Lastly, the healthy deposits growth is a testament that customers are trusting SoFi with their savings and banking needs every day. This growth, in part, is driven by extensive integrations with SoFi’s own portfolio of products, good app interface, compelling interest rates on customer deposits and an overall stable operation. But overall, its stellar deposit growth validates that SoFi isn’t just another FinTech money app but a full-fledged and successful bank. This should encourage the investment community to treat SoFi more like an established financial business, rather than a FinTech startup that many mistake it to be.

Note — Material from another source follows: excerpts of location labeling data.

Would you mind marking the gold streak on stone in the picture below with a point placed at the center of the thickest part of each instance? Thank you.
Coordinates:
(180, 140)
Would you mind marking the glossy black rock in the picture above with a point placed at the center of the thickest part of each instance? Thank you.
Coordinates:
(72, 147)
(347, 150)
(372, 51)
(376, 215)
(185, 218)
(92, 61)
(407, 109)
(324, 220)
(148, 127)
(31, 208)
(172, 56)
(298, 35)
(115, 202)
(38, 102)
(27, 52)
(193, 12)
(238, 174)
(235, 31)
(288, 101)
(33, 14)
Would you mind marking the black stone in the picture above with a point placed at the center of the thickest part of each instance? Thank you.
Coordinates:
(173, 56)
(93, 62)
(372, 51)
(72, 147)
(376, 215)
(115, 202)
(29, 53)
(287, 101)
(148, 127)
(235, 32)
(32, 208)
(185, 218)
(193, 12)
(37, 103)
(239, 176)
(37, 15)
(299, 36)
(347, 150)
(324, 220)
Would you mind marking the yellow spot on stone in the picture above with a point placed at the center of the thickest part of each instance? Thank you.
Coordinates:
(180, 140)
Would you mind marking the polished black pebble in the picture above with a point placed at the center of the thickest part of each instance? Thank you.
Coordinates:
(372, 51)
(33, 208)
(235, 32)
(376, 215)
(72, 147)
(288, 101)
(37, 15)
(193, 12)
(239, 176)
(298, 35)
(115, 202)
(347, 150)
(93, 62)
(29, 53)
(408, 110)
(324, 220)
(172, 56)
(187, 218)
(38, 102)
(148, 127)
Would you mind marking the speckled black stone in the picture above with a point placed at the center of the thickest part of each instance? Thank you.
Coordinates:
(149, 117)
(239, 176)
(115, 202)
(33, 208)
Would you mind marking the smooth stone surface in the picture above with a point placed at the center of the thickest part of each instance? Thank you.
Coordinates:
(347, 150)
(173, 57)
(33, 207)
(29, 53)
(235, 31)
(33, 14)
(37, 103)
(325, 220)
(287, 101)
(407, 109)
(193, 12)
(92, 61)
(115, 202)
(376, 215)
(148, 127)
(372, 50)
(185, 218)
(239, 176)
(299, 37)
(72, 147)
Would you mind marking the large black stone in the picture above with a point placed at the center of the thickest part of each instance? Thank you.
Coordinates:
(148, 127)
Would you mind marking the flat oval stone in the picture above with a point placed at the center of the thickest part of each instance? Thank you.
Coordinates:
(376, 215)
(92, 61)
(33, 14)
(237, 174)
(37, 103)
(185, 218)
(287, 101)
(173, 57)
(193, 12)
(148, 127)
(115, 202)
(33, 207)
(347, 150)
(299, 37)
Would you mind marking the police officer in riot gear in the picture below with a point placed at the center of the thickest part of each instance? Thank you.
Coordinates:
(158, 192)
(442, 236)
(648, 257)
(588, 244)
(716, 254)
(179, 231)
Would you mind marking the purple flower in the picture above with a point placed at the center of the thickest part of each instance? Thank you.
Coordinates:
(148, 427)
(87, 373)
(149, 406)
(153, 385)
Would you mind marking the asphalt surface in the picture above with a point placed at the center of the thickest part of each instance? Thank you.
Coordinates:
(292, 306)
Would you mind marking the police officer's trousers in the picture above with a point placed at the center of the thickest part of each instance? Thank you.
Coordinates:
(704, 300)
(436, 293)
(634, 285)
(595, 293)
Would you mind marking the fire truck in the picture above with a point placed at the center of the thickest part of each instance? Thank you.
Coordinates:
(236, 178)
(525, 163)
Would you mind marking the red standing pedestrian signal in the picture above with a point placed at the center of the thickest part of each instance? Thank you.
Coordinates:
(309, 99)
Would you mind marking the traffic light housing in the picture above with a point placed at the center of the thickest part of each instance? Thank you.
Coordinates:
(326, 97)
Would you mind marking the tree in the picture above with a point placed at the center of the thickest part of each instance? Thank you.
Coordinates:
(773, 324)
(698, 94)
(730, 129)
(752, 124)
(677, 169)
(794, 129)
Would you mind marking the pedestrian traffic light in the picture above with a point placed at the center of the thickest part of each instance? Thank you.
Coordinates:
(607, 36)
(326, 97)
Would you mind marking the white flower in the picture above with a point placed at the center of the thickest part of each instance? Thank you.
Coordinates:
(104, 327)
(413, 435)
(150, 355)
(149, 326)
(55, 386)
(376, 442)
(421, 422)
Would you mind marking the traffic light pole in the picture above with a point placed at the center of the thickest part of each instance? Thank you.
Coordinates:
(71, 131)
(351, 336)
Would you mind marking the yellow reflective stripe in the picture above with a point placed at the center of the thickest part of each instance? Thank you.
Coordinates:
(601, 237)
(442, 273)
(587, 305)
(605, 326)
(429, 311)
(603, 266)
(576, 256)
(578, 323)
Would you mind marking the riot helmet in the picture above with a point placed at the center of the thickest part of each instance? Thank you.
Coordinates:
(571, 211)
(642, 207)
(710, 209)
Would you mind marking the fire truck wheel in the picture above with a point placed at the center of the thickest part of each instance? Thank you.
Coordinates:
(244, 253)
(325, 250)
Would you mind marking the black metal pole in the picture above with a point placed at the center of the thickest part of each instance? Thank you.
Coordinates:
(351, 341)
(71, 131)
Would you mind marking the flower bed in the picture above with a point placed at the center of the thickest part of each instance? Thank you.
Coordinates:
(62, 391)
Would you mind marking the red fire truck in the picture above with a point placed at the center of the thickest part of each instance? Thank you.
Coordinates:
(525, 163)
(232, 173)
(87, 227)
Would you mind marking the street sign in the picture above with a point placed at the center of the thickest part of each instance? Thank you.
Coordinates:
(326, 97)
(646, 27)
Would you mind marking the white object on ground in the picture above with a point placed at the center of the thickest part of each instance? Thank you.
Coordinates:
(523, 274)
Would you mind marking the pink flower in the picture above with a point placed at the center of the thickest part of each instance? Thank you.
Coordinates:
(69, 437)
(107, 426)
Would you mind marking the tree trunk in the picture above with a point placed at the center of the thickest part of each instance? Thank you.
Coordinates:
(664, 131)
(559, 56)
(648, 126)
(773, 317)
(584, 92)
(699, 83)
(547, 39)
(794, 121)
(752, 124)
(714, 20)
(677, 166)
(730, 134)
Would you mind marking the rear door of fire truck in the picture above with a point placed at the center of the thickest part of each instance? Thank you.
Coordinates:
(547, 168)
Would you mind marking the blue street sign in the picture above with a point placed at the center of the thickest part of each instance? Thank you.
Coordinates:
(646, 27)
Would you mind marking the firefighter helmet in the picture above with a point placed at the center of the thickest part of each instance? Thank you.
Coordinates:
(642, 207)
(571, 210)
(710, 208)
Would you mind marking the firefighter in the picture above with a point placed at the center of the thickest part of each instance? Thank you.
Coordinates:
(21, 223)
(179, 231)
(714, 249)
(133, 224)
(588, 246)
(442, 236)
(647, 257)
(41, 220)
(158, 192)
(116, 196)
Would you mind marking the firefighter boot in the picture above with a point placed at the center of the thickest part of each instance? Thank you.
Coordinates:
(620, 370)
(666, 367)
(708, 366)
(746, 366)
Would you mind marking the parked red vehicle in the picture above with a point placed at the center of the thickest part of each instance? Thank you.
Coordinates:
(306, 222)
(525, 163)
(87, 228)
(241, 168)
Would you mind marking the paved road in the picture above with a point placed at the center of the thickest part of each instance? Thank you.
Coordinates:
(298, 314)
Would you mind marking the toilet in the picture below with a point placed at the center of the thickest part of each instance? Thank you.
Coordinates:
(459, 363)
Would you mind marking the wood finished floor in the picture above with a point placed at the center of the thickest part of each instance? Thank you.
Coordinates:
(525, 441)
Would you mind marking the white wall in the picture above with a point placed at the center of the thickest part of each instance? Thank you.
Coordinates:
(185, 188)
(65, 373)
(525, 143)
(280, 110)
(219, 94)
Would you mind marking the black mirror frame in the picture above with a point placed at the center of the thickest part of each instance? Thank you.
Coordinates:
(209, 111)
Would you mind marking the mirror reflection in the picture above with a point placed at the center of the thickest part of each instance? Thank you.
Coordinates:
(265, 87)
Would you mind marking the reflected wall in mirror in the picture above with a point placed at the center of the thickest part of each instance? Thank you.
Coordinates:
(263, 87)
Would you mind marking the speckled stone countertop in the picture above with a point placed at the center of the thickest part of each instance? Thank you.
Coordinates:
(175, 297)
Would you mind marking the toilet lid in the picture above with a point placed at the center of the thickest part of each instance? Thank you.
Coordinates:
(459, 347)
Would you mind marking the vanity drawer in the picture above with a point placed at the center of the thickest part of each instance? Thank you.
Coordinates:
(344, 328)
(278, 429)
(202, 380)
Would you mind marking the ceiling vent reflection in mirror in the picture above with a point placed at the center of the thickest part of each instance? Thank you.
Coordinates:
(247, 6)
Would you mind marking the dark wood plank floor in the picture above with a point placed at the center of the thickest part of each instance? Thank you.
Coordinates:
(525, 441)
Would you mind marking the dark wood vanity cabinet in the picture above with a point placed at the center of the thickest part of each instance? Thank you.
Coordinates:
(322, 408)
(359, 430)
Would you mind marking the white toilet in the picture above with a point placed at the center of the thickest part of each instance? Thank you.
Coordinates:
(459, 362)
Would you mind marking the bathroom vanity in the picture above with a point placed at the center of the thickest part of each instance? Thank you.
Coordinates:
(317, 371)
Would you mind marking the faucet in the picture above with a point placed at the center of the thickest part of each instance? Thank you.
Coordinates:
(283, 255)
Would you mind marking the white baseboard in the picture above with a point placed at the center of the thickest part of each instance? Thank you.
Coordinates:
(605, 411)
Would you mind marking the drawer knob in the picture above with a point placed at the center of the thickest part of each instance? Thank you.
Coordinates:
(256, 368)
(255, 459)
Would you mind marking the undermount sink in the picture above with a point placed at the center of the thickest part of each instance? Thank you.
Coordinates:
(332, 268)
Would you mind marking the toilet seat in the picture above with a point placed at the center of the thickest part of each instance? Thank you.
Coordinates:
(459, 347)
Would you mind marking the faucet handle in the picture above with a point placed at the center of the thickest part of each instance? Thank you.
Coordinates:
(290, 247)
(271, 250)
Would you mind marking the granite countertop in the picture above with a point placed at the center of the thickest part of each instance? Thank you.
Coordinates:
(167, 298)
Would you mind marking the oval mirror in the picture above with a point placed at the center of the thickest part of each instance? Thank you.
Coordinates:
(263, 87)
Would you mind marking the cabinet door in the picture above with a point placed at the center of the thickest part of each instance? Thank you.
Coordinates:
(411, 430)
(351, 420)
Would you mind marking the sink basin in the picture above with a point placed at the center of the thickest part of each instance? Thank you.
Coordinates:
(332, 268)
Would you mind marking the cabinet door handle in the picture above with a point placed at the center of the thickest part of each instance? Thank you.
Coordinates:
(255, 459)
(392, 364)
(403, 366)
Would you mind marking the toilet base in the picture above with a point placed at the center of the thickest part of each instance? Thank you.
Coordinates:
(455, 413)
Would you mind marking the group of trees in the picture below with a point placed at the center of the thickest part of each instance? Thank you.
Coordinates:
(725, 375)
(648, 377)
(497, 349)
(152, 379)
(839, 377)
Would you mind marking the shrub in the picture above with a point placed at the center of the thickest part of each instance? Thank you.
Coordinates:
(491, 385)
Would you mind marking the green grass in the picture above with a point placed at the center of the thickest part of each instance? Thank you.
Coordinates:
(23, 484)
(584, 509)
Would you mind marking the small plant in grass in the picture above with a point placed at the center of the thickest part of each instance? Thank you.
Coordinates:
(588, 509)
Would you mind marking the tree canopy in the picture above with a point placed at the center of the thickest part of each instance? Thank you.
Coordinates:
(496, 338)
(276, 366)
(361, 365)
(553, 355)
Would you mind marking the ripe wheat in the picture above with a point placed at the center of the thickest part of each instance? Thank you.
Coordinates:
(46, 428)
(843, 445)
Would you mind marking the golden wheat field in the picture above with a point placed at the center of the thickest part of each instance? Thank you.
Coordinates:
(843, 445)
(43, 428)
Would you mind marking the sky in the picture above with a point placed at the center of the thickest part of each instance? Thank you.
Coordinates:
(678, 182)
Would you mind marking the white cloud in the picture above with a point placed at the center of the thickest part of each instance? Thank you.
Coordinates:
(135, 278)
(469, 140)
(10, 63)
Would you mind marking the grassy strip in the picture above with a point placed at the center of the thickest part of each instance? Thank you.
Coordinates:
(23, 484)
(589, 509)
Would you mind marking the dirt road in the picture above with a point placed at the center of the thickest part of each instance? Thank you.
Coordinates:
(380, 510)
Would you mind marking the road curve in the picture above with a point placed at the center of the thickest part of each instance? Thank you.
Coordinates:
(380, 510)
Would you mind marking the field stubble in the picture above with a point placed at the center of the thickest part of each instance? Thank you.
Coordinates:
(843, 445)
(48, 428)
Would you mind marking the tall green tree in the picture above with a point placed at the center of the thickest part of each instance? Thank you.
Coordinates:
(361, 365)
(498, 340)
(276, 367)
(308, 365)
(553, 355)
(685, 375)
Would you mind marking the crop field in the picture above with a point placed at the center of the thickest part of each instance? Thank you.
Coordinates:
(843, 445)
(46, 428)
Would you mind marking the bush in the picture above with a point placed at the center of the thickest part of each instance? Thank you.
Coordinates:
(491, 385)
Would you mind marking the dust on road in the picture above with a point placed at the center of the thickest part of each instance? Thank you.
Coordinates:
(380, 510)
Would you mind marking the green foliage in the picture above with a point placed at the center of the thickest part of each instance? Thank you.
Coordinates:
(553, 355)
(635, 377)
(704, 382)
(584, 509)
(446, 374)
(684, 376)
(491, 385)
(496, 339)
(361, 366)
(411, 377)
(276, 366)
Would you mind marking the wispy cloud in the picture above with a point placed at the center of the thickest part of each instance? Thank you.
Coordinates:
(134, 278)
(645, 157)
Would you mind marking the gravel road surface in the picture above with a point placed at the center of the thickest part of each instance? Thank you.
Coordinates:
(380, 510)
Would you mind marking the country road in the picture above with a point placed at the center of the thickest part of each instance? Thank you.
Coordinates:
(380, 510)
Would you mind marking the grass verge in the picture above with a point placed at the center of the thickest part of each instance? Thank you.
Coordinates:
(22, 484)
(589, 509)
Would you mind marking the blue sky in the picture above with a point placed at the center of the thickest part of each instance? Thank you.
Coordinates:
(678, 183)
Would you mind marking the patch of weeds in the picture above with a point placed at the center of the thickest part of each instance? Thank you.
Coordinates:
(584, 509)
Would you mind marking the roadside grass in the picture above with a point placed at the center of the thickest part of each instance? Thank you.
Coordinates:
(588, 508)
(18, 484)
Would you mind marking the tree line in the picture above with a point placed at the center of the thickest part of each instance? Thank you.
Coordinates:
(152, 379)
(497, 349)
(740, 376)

With that said, there are two risk factors to keep in mind. First, SoFi isn't GAAP profitable yet. If the economy deteriorates, its deposits growth might slow down, the company might find it difficult to growth rapidly and its stock could tumble. So, keep a close eye on SoFi's deposits growth to assess if such as scenario is playing out.
Secondly, although SoFi refinances student loans for applicants who have high credit scores, there's no telling how the delinquencies and defaults will fluctuate once loan repayments actually resume from October 1. A sharp rise in defaults could erode SoFi's book, require diluting shareholders to raise capital, hurt its growth prospects and drag its shares lower. So, keep close tabs on SoFi's liquidity ratios and its management's comments around defaults in its upcoming earnings calls.
It’s worth noting that SoFi’s shares are trading at 1.3-times its book value. This may seem high in isolation but its Price-to-Book multiple is significantly lower than its 2-year peaks, and it's also lower than some of the other prominent US-listed banks.
Considering that SoFi is growing rapidly, and disrupting the field of banking with a branch-less model, I see no reason why it wouldn't trade at a premium. At a hypothetical 1.6-times book, I contend that SoFi could be trading at 20-25% higher at $10.6 a share.
This undervaluation is in spite of SoFi’s above-mentioned growth catalysts, that are gradually unfolding with time. So, I believe the Street is not factoring the neo bank’s growth potential and investors with a multi-year time horizon may want to accumulate its shares on potential price corrections, before they inevitably rally further. Good Luck!